Chinese mobile giant Huawei today reported that its revenue rose 40% in the first half of the year.
The world’s third-largest smartphone manufacturer, behind only Samsung and Apple reported H1 sales of 245.5bn yuan (£27.97bn), up from from 175.9bn yuan in the year-ago period. The firm did not disclose its net profit. Operating margin shrank to 12%, down from 18% a year ago, which it said was due to increased investment in the business.
Earlier in the year, the privately held company set a revenue target of $75 billion for 2016.
"We achieved steady growth across all three of our business groups, thanks to a well-balanced global presence and an unwavering focus on our pipe strategy," said Sabrina Meng, Huawei's chief financial officer in a very brief statement. "We are confident that Huawei will maintain its current momentum, and round out the full year in a positive financial position backed by sound ongoing operations."

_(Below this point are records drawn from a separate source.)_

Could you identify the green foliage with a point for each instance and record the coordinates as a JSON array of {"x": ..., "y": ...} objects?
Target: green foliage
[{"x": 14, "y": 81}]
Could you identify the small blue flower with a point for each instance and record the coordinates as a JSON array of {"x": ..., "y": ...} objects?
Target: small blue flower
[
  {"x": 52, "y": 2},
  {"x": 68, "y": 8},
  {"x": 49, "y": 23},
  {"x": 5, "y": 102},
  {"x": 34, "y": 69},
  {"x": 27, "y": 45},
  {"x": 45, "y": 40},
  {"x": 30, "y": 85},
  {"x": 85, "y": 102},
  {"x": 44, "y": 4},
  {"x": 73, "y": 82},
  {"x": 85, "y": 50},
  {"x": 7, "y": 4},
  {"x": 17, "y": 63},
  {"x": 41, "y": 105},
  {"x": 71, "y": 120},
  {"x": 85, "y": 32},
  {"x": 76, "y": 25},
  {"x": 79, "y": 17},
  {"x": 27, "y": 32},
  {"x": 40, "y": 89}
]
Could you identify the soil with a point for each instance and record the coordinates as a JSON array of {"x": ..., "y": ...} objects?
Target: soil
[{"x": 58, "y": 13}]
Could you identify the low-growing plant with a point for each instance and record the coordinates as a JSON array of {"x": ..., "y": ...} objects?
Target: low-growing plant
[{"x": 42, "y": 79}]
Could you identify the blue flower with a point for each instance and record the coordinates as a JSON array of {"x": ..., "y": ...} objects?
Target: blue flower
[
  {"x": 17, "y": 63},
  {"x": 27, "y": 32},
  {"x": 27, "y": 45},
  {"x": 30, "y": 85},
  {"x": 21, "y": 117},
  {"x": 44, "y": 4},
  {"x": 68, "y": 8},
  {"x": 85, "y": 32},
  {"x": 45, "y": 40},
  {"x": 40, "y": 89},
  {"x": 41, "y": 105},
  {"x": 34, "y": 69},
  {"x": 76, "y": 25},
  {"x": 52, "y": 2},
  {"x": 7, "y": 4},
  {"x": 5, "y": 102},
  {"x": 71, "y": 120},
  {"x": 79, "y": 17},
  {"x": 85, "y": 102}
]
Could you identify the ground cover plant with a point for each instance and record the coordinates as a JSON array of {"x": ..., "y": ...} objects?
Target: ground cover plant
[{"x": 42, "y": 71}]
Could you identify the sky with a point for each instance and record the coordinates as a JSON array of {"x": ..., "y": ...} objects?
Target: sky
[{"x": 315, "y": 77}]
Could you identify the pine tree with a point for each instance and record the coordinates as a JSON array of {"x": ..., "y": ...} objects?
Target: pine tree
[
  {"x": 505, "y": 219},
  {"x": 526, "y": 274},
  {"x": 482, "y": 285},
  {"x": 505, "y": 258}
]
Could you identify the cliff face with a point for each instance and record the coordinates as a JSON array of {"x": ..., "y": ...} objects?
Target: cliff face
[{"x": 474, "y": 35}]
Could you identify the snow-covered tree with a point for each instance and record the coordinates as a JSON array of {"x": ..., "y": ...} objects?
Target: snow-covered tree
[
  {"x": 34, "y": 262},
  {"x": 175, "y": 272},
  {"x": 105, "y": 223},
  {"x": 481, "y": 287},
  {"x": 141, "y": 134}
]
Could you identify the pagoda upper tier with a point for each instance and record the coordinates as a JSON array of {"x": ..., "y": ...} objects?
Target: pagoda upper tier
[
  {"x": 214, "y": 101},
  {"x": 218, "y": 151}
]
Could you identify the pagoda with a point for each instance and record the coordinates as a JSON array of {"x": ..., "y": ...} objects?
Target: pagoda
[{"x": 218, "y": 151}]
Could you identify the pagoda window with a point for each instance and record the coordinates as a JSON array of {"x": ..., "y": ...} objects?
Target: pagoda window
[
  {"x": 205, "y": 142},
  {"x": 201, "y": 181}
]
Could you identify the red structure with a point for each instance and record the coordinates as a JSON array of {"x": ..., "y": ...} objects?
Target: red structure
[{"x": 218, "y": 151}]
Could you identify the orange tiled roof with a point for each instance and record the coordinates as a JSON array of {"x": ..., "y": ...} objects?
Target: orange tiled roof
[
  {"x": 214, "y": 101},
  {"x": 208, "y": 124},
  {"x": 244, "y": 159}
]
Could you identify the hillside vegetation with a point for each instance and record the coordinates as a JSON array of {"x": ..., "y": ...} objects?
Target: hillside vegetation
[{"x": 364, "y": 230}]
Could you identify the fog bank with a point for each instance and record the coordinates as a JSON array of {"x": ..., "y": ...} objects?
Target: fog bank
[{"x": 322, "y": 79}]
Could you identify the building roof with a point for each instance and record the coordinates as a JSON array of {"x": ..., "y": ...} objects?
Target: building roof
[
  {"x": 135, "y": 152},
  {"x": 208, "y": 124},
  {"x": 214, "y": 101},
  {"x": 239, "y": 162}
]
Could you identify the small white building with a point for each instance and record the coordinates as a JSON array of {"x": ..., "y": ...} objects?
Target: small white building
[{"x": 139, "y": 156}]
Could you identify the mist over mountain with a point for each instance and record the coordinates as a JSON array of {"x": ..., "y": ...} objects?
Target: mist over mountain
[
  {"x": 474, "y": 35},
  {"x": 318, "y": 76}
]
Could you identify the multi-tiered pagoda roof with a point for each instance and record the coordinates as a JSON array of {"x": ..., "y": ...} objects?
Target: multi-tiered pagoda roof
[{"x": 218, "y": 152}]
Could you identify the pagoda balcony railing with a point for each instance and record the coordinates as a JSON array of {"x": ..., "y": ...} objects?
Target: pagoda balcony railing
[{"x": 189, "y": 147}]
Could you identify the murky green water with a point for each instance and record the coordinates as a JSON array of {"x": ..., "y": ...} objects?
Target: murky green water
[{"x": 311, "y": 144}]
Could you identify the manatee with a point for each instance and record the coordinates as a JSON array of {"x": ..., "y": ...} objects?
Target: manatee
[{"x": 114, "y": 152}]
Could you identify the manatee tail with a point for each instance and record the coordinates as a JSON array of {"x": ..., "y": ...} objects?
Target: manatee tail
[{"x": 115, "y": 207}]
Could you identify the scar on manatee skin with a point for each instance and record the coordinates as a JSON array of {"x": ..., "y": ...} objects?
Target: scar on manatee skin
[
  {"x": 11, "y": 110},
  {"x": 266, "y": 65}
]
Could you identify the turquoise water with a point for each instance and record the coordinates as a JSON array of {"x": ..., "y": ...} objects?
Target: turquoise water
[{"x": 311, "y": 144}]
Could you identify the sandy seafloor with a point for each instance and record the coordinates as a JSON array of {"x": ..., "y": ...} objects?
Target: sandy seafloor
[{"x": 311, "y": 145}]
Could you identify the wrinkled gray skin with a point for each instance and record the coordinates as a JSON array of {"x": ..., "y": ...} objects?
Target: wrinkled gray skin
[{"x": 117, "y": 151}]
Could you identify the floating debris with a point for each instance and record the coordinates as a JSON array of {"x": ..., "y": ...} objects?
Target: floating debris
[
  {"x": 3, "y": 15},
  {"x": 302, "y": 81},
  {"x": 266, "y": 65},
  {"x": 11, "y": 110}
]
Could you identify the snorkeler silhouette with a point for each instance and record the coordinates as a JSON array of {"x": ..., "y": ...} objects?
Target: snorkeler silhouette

Huawei forged its name in the world of telecoms infrastructure, and competes with Ericsson as a world leader in the space, but has more recently enjoyed success in the low-mid range smartphone market. The firm is locked in a fierce battle with rival Xiaomi, a low-cost online only manufacturer.
According to research from Strategy Analytics, Huawei increased its shipments from 11.2 million to 16.6 million in Q1 2016, compared to the same period last year, giving it a 15.8% share of the market.
While the company’s domestic market is where the bulk of its revenues come from, Huawei is also enjoying success in EMEA, Latin America and beyond.
The firm continues to struggle in the US, following a congressional report which alleged that the Chinese government may be using Huawei’s telecoms equipment to spy on US companies. Huawei has denied the allegations of backdoors in its equipment.